Решившись, он потянул на себя дверь и вошел в дом. Под его ногами заскрипели половицы. Пламя свечи, горевшей возле изголовья больной, затрепетало. Лежащая открыла глаза.
– Оля, – сказал он с мольбой, сам не зная, на что надеется, но чувствуя, что душа его разрывается на части – от счастья и в то же время от горечи. Она смотрела ему в лицо, словно не узнавая.
– А я-то думала, мне показалось, когда я видела тебя в больнице… в коридоре, – проговорила она усталым голосом.
– Оля, боже мой, Оля…
С того самого мгновения, когда он понял, что она жива, в голове его теснились заготовки самых пылких, самых фантастических речей, которые он произнесет, когда они встретятся; но в действительности он смог лишь, повторяя ее имя, повалиться на колени и прижаться лицом к ее рукам.
– Ты как меня нашел? – спросила она и тотчас добавила: – Впрочем, неважно, – высвободив одну руку, она быстро поправила волосы и улыбнулась. – Плохо я выгляжу, да?
– Оля, давай уйдем отсюда, – попросил он, но тут же вспомнил, что она ранена. – Ты не можешь идти, я тебя понесу, – он поднялся. – Я…
– Не надо, – сказала она, как-то болезненно усмехнувшись, отчего под глазами у нее дрогнули незнакомые ему морщинки. – Уходи.
– Оля, я никуда не уйду без тебя, – пробормотал он, теряясь. Она вела себя странно, но он готов был приписать это тому, что ей давали сильные лекарства.
– Да не Оля я, а Сонька, – выпалила она с неожиданной злобой, от которой ему захотелось отшатнуться, – и давно уже, давно, понимаешь? Со мной все хорошо, и… не надо меня спасать! – резко закончила она.
– Но я же люблю тебя, – вырвалось у него. – И всегда любил.
– Да, так любил, что сбежал на войну, – ответила она таким тоном, словно война была женщиной, с которой он ей изменил. И от этого тона, от ее сухих, блестящих глаз, которые явно были ему не рады, он окончательно потерял голову.
– Я не сбежал. Ты же знаешь, что меня призвали…

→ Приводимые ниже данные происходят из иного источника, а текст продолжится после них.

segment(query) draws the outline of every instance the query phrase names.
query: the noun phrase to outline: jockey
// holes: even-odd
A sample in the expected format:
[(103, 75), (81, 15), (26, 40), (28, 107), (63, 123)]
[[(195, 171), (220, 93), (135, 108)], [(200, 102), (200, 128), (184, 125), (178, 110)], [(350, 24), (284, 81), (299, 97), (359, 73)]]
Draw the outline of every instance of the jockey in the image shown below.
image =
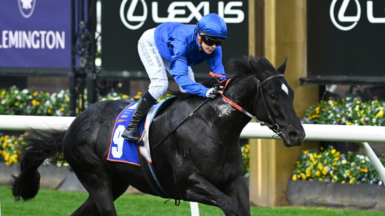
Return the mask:
[(210, 93), (215, 91), (214, 88), (195, 82), (191, 67), (206, 60), (213, 72), (228, 76), (220, 46), (227, 33), (226, 23), (216, 13), (205, 15), (196, 25), (166, 22), (145, 32), (138, 41), (138, 52), (151, 83), (122, 137), (136, 142), (140, 140), (139, 128), (142, 119), (167, 90), (166, 70), (181, 91), (214, 98), (216, 95)]

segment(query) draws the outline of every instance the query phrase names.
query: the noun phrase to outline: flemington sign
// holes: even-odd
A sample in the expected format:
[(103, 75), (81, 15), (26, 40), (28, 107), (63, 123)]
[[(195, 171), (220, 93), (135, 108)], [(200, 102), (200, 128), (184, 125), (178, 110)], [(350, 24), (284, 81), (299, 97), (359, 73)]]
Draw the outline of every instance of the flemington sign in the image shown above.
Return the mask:
[(0, 71), (7, 68), (70, 68), (71, 2), (2, 1)]
[(385, 83), (385, 1), (307, 1), (308, 76), (302, 83)]
[[(223, 18), (227, 25), (228, 39), (222, 45), (225, 69), (226, 63), (233, 56), (248, 54), (248, 0), (120, 0), (102, 3), (102, 72), (145, 73), (137, 48), (143, 32), (166, 22), (195, 25), (210, 13)], [(194, 67), (194, 73), (208, 73), (209, 68), (205, 65)]]

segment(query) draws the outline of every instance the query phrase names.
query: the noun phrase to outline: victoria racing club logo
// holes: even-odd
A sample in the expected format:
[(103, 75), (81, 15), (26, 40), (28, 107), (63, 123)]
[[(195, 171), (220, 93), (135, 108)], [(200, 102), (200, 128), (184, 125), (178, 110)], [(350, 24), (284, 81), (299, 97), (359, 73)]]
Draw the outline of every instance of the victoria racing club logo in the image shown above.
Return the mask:
[(25, 18), (29, 18), (35, 10), (36, 0), (17, 0), (19, 10), (22, 15)]
[[(138, 5), (139, 0), (132, 0), (127, 10), (127, 7), (128, 0), (123, 0), (121, 4), (119, 9), (119, 15), (122, 22), (127, 28), (135, 30), (138, 29), (143, 25), (144, 22), (147, 18), (147, 5), (144, 0), (140, 0), (140, 5), (142, 5), (143, 9), (142, 15), (134, 15), (134, 12), (137, 11), (136, 9), (141, 9), (137, 7), (140, 7)], [(158, 2), (153, 2), (151, 3), (151, 15), (154, 22), (156, 23), (162, 23), (168, 22), (178, 22), (181, 23), (188, 23), (191, 22), (195, 18), (197, 20), (199, 20), (203, 17), (200, 11), (203, 10), (203, 13), (207, 14), (209, 13), (210, 7), (210, 2), (201, 2), (196, 6), (191, 2), (178, 2), (176, 1), (172, 2), (168, 6), (167, 12), (168, 15), (166, 17), (159, 17), (158, 15)], [(229, 2), (225, 5), (224, 2), (218, 2), (218, 13), (221, 17), (223, 18), (225, 22), (226, 23), (239, 23), (242, 22), (244, 19), (244, 13), (243, 12), (239, 9), (233, 9), (233, 7), (239, 7), (243, 5), (242, 2)], [(177, 8), (180, 7), (187, 7), (191, 13), (188, 16), (186, 13), (186, 10), (184, 9)], [(125, 12), (127, 13), (125, 14)], [(139, 10), (139, 12), (142, 11)], [(228, 14), (232, 15), (231, 17), (225, 17), (224, 15)], [(179, 15), (186, 15), (186, 17), (176, 17)], [(236, 17), (234, 17), (236, 15)], [(136, 25), (132, 25), (129, 22), (140, 22)]]
[[(341, 22), (353, 22), (353, 24), (349, 26), (342, 26), (338, 23), (334, 17), (334, 9), (336, 3), (338, 0), (333, 0), (330, 5), (330, 16), (331, 22), (338, 28), (343, 31), (348, 31), (354, 28), (361, 18), (361, 5), (358, 0), (354, 0), (357, 7), (357, 14), (355, 16), (345, 16), (345, 12), (351, 0), (343, 0), (341, 8), (338, 12), (338, 19)], [(372, 23), (385, 23), (385, 17), (377, 18), (373, 16), (373, 1), (368, 1), (367, 2), (367, 15), (368, 20)]]

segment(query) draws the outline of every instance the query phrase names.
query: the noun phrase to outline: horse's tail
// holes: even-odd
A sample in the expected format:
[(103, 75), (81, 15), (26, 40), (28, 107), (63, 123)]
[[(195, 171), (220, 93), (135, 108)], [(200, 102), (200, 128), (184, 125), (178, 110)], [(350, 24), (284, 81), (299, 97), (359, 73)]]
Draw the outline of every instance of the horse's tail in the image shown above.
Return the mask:
[(23, 138), (27, 145), (21, 150), (18, 176), (12, 175), (10, 183), (16, 201), (33, 199), (40, 188), (40, 174), (38, 168), (46, 160), (52, 163), (63, 162), (63, 139), (65, 131), (42, 131), (32, 130)]

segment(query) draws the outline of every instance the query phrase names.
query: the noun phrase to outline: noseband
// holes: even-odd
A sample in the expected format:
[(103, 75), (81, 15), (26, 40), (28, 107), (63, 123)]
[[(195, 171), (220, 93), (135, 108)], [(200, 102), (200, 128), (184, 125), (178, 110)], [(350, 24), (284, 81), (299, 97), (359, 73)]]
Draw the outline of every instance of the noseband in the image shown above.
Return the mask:
[[(278, 77), (285, 77), (283, 74), (276, 74), (275, 75), (273, 75), (271, 76), (268, 77), (267, 79), (263, 80), (262, 82), (261, 82), (259, 80), (257, 79), (257, 93), (255, 95), (255, 100), (254, 101), (254, 113), (255, 113), (255, 118), (253, 118), (255, 120), (258, 122), (259, 122), (261, 124), (261, 125), (263, 126), (263, 125), (266, 125), (269, 127), (271, 130), (275, 132), (276, 133), (274, 135), (273, 137), (276, 137), (279, 136), (279, 134), (282, 133), (282, 131), (281, 131), (280, 129), (280, 126), (278, 126), (278, 125), (276, 124), (275, 122), (274, 121), (274, 120), (273, 119), (273, 118), (271, 117), (271, 115), (270, 115), (270, 113), (269, 112), (269, 110), (267, 108), (267, 106), (266, 106), (266, 103), (265, 102), (264, 98), (263, 97), (263, 94), (262, 93), (262, 86), (264, 84), (268, 82), (270, 80), (273, 79), (274, 78), (277, 78)], [(260, 89), (260, 90), (259, 90)], [(258, 100), (258, 96), (259, 95), (259, 93), (261, 92), (261, 96), (262, 98), (262, 101), (263, 101), (263, 105), (264, 105), (265, 109), (266, 110), (266, 112), (267, 112), (267, 116), (268, 118), (271, 122), (271, 125), (270, 125), (266, 123), (263, 121), (261, 121), (258, 118), (257, 118), (257, 101)], [(254, 117), (254, 116), (253, 116)]]

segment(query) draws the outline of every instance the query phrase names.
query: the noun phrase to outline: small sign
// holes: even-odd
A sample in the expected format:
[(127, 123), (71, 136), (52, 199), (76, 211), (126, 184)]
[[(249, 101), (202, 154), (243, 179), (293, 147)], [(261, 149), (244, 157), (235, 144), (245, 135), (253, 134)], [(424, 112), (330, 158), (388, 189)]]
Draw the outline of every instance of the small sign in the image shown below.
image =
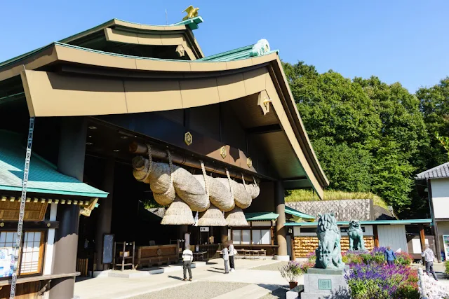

– Ну да, а я осталась с твоими родителями, которые терпеть меня не могли. А потом приехала эта купчиха, и стало еще хуже. Ах, Керенский, ах, большевики, ах, когда все это кончится, – злобно гримасничая, передразнила она. – Жрать нечего, деньги ничего не стоят, и деться некуда. Я думала, что уже все это забыла, нет – не забыла. Как тебя увидела, так все сразу вспомнила. Уйди, Коля, пожалуйста, прошу тебя: уйди. Мне ничего от тебя не нужно, ты ничего мне не можешь дать.
– Оля…
– Нет, нет, нет! – вне себя выкрикнула она. – Не нужно мне твоей любви, и жалости тоже не нужно. Исчезни и… забудь обо мне, в конце концов! У меня все хорошо. Все было хорошо, – поправилась она, – пока ты не появился.